The sentences are parsed to works out the syntactic structure. Each sentence gets an structure tree that is stored in Penn Treebank notation. IEPY presents this to the user using a NLTK Tree object.

By default the sentences are processed with the Stanford Parser provided within the Stanford CoreNLP.

For example, the syntactic parsing of the sentence Join the dark side, we have cookies would be:

(ROOT
  (S
    (S
      (VP (VBN Join)
        (NP (DT the) (JJ dark) (NN side))))
    (, ,)
    (NP (PRP we))
    (VP (VBP have)
      (NP (NNS cookies)))))

About the Text Segmentation

IEPY works on a text segment (or simply segment) level, meaning that will try to find if a relation is present within a segment of text. The pre-process is the responsible for splitting the documents into segments.

The default pre-process uses a segmenter that creates for documents with the following criteria:

  • for each sentence on the document, if there are at least 2 Entity Occurrences in there

How to customize

On your own IEPY instances, there’s a file called preprocess.py located in the bin folder. There you’ll find that the default is simply run the Stanford preprocess, and later the segmenter. This can be changed to run a sequence of steps defined by you

For example, take this pseudo-code to guide you:

pipeline = PreProcessPipeline([
    CustomTokenizer(),
    CustomSentencer(),
    CustomLemmatizer(),
    CustomPOSTagger(),
    CustomNER(),
    CustomSegmenter(),
], docs)
pipeline.process_everything()

Note

The steps can be functions or callable objects. We recommend objects because generally you’ll want to do some load up of things on the __init__ method to avoid loading everything over and over again.

Each one of those steps will be called with each one of the documents, meaning that every step will be called with all the documents, after finishing with that the next step will be called with each one of the documents.

Running in multiple cores

Preprocessing might take a lot of time. To handle this you can run the preprocessing on several cores of the same machine or even run it on differents machines to accelerate the processing.

To run it on the same machine using multiple cores, all you need to do is run:

$ python bin/preprocess.py --multiple-cores=all

This will use all the available cores. You can also specify a number if you want to use less than that, like this:

$ python bin/preprocess.py --multiple-cores=2

Running in multiple machines

Running the preprocess on different machines it’s a bit tricky, here’s what you’ll need:

  • A iepy instance with a database that allows remote access (such as postgres)
  • One iepy instance on each extra machine that has the database setting pointing to the main one.

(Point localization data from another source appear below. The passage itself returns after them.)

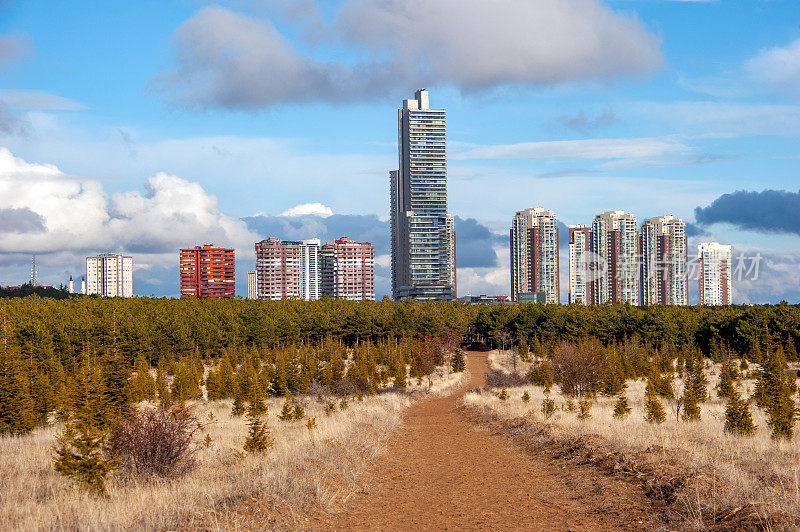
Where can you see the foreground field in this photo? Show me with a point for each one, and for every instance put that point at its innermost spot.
(714, 474)
(306, 469)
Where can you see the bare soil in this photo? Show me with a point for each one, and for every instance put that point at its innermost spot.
(445, 472)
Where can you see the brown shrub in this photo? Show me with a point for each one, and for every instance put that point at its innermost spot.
(577, 369)
(155, 440)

Then you’ll need to decide on how many parts do you want to split the document set and run each part on a different machine. For example, you could split the documents in 4 and run 2 processes on one machine and 2 on another one. To do this you’ll run:

On one of the machines, in two different consoles run:

$ python bin/preprocess.py --split-in=4 --run-part=1
$ python bin/preprocess.py --split-in=4 --run-part=2

And on the other machine:

$ python bin/preprocess.py --split-in=4 --run-part=3
$ python bin/preprocess.py --split-in=4 --run-part=4